There are some limitations in our study, i.e. (1) small sample size; although our sample of 1346 birds was sufficient to estimate the heritability for BW with a reasonable precision, for traits with a smaller heritability such as HHP (or for separating additive variance from dominance variance), larger sample sizes are necessary; (2) the precision of the annotated chicken genomic regions was maybe not sufficiently high, but one can assume that in the near future more precisely annotated data will be available; (3) a genomic annotation study using a ~300K SNP dataset cannot include all genic and non-genic SNPs; the availability of whole-genome sequence data is expected to identify all causal SNPs and, thus, results should be more accurate given the large size of the genotyped samples [51]. However, it has been argued that whole-genome sequencing data would not significantly improve predictive correlations using current genomic relationship-based methods (e.g., GBLUP or single step GBLUP) [52, 53]; (4) due to non-orthogonality between additive and dominance relationships, it was difficult to disentangle the additive variance from the dominance variance; with larger datasets, the issue of the correlation between additive and dominance coefficients should be less important, and additional non-additive effects, such as additive-by-additive or additive-by-dominance interactions could be estimated [49]; and (5) the variants that we investigated represent a set of SNPs that were selected to have a high MAF and to be evenly spaced across the genome (ascertainment bias), rather than a complete set of variants in the population. With the availability of whole-genome sequence data, this limitation should be alleviated.

Conclusions

Our results provide information about the quantitative impact of coding and non-coding DNA regions on complex traits.

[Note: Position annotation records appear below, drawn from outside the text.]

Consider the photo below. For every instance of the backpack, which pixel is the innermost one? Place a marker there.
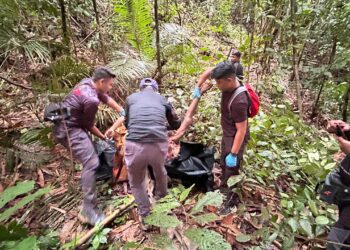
(332, 190)
(253, 99)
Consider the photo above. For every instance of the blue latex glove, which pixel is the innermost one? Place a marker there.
(231, 160)
(196, 93)
(122, 112)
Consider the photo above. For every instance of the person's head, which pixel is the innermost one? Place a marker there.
(235, 56)
(225, 77)
(103, 79)
(149, 83)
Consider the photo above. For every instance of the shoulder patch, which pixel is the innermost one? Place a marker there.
(76, 92)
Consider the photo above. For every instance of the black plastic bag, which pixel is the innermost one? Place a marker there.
(194, 165)
(106, 152)
(332, 190)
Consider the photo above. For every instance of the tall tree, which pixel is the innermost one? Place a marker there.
(99, 31)
(159, 63)
(65, 33)
(293, 6)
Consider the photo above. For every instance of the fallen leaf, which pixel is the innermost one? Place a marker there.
(40, 180)
(228, 219)
(65, 233)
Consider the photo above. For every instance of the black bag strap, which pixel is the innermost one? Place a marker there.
(317, 187)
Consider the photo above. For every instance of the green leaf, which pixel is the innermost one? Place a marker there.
(163, 241)
(330, 165)
(96, 242)
(185, 193)
(165, 207)
(27, 244)
(243, 238)
(233, 180)
(210, 198)
(162, 220)
(12, 192)
(322, 220)
(306, 227)
(29, 198)
(206, 239)
(293, 224)
(205, 218)
(313, 208)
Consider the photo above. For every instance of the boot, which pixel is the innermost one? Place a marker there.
(91, 216)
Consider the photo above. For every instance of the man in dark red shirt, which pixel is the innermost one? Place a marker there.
(83, 102)
(234, 119)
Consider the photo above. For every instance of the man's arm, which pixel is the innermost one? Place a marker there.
(204, 76)
(239, 137)
(173, 120)
(114, 105)
(95, 131)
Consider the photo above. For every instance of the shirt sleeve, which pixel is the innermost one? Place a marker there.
(239, 108)
(173, 120)
(345, 170)
(103, 98)
(126, 108)
(89, 112)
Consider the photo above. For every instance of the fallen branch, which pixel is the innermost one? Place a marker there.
(16, 84)
(95, 30)
(107, 220)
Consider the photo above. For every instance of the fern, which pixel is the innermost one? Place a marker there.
(162, 220)
(210, 198)
(12, 192)
(135, 16)
(163, 242)
(172, 34)
(165, 207)
(128, 69)
(206, 239)
(29, 198)
(205, 218)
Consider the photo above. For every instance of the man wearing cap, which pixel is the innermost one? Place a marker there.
(201, 87)
(147, 115)
(83, 102)
(234, 58)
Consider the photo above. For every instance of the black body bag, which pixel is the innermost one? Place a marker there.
(106, 153)
(194, 165)
(332, 190)
(55, 112)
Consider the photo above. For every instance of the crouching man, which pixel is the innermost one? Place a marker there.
(147, 113)
(83, 102)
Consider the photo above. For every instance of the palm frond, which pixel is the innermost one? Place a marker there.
(135, 16)
(172, 34)
(129, 69)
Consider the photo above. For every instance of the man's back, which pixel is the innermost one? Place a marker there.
(83, 101)
(146, 117)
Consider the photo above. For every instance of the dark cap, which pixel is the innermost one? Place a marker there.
(102, 72)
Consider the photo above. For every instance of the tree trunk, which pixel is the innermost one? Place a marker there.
(295, 63)
(159, 63)
(99, 28)
(346, 102)
(65, 34)
(251, 42)
(330, 61)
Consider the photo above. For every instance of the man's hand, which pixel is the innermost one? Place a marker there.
(231, 160)
(344, 145)
(95, 131)
(332, 126)
(205, 87)
(196, 92)
(109, 133)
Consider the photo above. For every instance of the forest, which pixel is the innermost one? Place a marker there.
(296, 57)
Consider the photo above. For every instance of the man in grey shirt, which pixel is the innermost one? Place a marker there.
(83, 102)
(147, 114)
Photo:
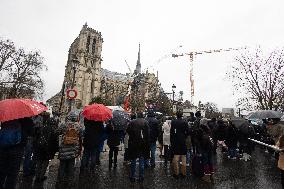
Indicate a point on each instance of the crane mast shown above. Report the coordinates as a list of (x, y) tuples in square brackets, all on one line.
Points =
[(191, 59)]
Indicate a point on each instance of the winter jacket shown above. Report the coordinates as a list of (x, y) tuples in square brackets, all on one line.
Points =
[(231, 137), (206, 144), (154, 129), (166, 132), (138, 143), (179, 132), (281, 158), (92, 135), (113, 136), (220, 132), (45, 142), (72, 150)]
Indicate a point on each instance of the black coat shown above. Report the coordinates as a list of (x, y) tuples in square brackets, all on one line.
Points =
[(138, 143), (231, 137), (220, 132), (179, 132), (206, 143), (92, 134), (113, 136), (154, 129), (48, 151)]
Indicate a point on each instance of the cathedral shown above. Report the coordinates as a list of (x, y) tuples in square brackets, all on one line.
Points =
[(84, 73)]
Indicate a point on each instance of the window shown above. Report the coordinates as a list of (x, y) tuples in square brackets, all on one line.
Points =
[(94, 46), (88, 43)]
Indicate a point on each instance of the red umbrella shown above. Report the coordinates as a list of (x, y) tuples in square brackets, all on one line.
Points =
[(11, 109), (97, 112)]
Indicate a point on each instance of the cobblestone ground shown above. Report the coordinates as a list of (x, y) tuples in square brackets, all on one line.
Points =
[(260, 173)]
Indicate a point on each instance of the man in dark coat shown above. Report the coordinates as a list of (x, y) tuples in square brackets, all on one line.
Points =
[(11, 156), (45, 147), (138, 144), (113, 142), (232, 141), (179, 132), (92, 138), (154, 133), (212, 124), (195, 129)]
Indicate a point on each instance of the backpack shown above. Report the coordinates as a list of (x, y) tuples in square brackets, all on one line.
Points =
[(71, 136), (197, 166), (10, 134), (43, 139)]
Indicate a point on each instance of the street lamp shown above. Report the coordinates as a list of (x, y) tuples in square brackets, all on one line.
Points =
[(173, 89), (75, 63)]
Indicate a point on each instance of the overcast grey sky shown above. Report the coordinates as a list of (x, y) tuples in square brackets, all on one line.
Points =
[(159, 25)]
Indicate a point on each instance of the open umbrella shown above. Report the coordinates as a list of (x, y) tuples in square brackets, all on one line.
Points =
[(238, 122), (120, 119), (265, 114), (97, 112), (275, 131), (11, 109)]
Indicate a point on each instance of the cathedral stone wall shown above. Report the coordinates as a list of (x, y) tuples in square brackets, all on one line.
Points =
[(83, 72)]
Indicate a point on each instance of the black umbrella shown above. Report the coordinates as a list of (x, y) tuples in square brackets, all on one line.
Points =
[(120, 119), (238, 122), (275, 131), (265, 114)]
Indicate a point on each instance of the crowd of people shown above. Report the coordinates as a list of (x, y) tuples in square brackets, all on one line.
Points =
[(189, 144)]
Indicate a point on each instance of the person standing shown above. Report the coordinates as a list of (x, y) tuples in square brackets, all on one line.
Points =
[(113, 142), (13, 139), (166, 140), (206, 149), (45, 147), (70, 146), (280, 144), (154, 133), (138, 131), (178, 134), (92, 139), (232, 141)]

All genomic regions regardless of the trait under study contribute similarly to the additive and dominance variances. However, the contribution of dominance variance to the total genetic variation was minor compared to that of the additive variance. In agreement with variance component estimates, the predictive ability of all genomic regions was similar except for the class of missense regions, which led to a lower predictive correlation. However, the whole-genome approach provided a better predictive ability than that obtained from classes of genomic regions considered individually.